Dopo qualche istante di silenzio, l’uomo accanto a me sospira profondamente e viene invaso, apparentemente, da una strana tristezza. Non posso fare a meno di guardarlo con un po’ di apprensione, perché mai l’ho visto in quello stato. Eppure, se anche lo osservo, non oso turbarlo chiedendogli alcunché.

« Sette giorni. » esclama lui tutt’a un tratto facendomi sobbalzare « Come sembra strano che sia trascorso così poco tempo! Se solo ne avessi dell’altro, Dama Eowyn. »

Com’è strano quest’uomo! Riesce a conservare la sua magnificenza persino quando il suo lato più intimo sale in superficie. Genera in chi lo guarda ammirazione e tenerezza al contempo.

Non faccio in tempo a parlare a mia volta, perché lui continua, con lo stesso accento triste e appassionato « Non pensare male di me se ti dico, Eowyn, che questi sette giorni mi hanno recato una gioia ed una pena che non immaginavo di provare. » le sue parole mi lasciano confusa, ma il mio cuore palpita con strana intensità mentre continuo ad ascoltare « Gioia di vederti, ma pena, perché in questi giorni infausti i miei timori e i miei dubbi sono aumentati. »
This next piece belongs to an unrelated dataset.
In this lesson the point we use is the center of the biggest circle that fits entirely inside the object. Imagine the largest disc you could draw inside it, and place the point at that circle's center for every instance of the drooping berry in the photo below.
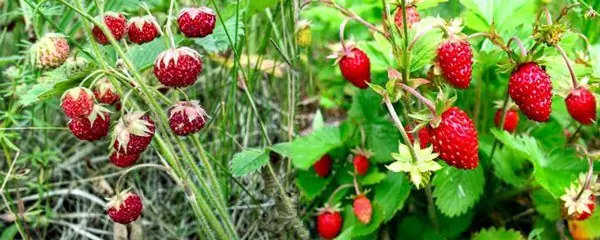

Comincio a tremare lievemente. Non mi era mai capitato prima di questo momento. Lo sento sospirare nuovamente e non ho il coraggio di guardarlo mentre prosegue. « Eowyn, non vorrei che questo mondo, il nostro mondo, finisse adesso, perché sarebbe doloroso per me perdere tanto presto ciò che ho trovato »

Il mio cuore sembra impazzito. Come mai non saprei dirlo, ma le parole di sire Faramir, nonostante non le comprenda a fondo, mi hanno generato uno strano turbamento.

« Perdere ciò che hai trovato, sire? » chiedo, tentando di mantenermi distaccata, di tornare ad essere la principessa guerriera su cui ho sempre fatto affidamento. « Non capisco cosa tu abbia trovato in questi giorni che potresti perdere. » Lo guardo, seria, ma sento che nei miei occhi è scaturita un po’ di dolcezza che non riesco a soffocare « Ma coraggio, amico, non parliamone. » mi intristisco nuovamente, vedendo che sempre più nuvole oscurano il sole « Anzi, non parliamo del tutto! Sono sull’orlo di un terribile abisso, che si apre ai miei piedi, nero e spaventoso. » Un brivido mi scuote tutta e credo di avvertire che il mio compagno lo sente. Lo sento, più che vederlo, voltarsi verso i me, con la pietà e l’apprensione negli occhi.

« Siamo tutti sull’orlo dell’abisso, mia signora…. »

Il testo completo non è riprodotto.